Electroencephalography is a brain research method based on the registration of the difference in electrical potentials that occurs during the life of the brain.
The first in 1849 began to study the electrical processes of the brain D. Reymond, who proved that the brain has electrogenic properties, along with nerves and muscles. In 1913, V.V. Pravdich-Neminsky published the first electroencephalogram of the dog’s brain, laying the foundation for electroencephalographic research there. But the first EEG recording of the human brain appeared only in 1928, it was obtained by Hans Berger, an Austrian psychiatrist.

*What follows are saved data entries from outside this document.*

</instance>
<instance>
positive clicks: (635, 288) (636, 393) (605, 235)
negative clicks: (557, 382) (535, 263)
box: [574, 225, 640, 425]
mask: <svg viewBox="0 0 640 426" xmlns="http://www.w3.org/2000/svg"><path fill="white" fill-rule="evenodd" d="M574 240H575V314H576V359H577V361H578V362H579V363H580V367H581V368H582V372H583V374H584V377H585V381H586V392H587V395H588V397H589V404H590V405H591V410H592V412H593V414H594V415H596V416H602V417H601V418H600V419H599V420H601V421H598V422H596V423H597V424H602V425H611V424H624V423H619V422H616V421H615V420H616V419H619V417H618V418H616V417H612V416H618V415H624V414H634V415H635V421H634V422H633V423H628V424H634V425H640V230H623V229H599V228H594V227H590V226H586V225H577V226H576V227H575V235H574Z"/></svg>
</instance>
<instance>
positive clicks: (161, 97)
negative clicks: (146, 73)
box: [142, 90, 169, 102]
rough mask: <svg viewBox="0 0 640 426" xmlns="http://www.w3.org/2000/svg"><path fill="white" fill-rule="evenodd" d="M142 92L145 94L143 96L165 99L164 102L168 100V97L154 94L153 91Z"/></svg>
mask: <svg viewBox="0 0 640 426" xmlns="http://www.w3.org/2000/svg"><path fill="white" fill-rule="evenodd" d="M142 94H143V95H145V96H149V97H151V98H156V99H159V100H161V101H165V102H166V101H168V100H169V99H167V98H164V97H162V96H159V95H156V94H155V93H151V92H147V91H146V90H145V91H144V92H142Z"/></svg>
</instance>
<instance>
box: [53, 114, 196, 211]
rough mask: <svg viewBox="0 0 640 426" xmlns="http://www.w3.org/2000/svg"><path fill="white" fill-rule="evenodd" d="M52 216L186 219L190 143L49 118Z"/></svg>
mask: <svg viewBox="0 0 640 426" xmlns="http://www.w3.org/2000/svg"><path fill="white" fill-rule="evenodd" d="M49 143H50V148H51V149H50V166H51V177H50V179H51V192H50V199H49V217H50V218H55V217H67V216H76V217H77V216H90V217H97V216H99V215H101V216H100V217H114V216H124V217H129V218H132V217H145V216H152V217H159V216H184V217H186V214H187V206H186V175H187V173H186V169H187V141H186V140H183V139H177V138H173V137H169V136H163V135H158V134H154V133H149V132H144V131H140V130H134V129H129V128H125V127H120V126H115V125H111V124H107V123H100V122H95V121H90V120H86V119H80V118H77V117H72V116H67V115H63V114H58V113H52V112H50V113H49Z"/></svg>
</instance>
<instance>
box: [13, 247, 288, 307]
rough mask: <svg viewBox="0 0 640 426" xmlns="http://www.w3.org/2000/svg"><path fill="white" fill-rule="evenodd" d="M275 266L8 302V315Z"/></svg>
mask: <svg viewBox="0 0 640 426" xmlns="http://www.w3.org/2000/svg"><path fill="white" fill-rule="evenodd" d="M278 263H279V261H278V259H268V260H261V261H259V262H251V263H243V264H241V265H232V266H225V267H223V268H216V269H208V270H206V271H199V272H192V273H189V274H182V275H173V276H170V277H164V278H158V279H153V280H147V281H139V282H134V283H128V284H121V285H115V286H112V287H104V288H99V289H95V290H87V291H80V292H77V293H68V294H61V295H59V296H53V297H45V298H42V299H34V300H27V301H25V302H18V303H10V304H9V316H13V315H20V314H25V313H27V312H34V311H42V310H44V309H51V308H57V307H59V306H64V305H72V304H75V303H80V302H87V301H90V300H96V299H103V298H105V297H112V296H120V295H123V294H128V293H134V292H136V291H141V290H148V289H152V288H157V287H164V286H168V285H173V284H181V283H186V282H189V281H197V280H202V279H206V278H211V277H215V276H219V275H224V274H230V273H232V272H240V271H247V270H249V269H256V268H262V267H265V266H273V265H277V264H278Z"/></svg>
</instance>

EEG data recording of the brain is performed using electrodes located in certain areas of the head, taking into account the main parts of the brain. From 16 to 24 (or more) amplification-recording channels (blocks) are provided, which allow simultaneously recording the electrical activity recorded by the electrodes. The resulting record is called an electroencephalogram, and is an indicator of the total electrical activity of millions of neurons, which is mainly represented by the potentials of the bodies of nerve cells and dendrites. After the procedure, the EEG is decrypted.
Very often, during the examination, a change of rhythms is recorded, having their own amplitude, reactivity, morphology and topography. The following frequency ranges of rhythms are: delta rhythm (up to four Hertz), theta rhythm (four to eight Hertz), alpha rhythm (eight to thirteen Hertz) and beta rhythm (fourteen or more Hertz). The most physiological for a mature, calm, awake person is the alpha rhythm, which is determined when the eyelids are lowered above the posterior lobes of the brain. However, there are various types of physiological norms that take into account the nervous state and age of the patient. Throughout a person’s life, various variations of rhythm change are determined on an EEG.
Electroencephalography, or EEG of the brain, reflects the state of the cerebral cortex, subcortical brain structures, as well as the quality of the cortical-subcortical interaction, which makes it possible to determine the presence of latent pathology, residual lesion, and other abnormalities that have not yet been identified. In addition, the EEG of the brain provides the necessary diagnostic information on the rate of maturation of the nervous system (for diagnosis in childhood), cerebral changes and brain damage, pathological foci, epileptiform or epileptic activity. Also, this type of diagnosis allows you to track the course of the disease, adjust treatment and make any predictions.
The expanded EEG conclusion helps to correctly diagnose the type of epileptic seizures, as well as in the differential diagnosis of other paroxysmal diseases, such as migraine, fainting, panic attacks and autonomic crises.
This examination is absolutely painless and harmless. During the examination, the patient sits with his eyes closed, relaxed, in a comfortable chair, that is, in a state of passive wakefulness. In the case of an EEG, the child must be convinced of the painlessness of the examination and tell what exactly will happen. During the study, the patient should be full, because a feeling of hunger can affect the results of the EEG. The head must be thoroughly washed, which will make the contact of the electrodes with the scalp more high-quality. In addition, the results depend on the age of the patient, the medication taken, the presence of tremor of the head and limbs, skull defects and visual impairment. All these factors can affect the correct interpretation of EEG data and their further use.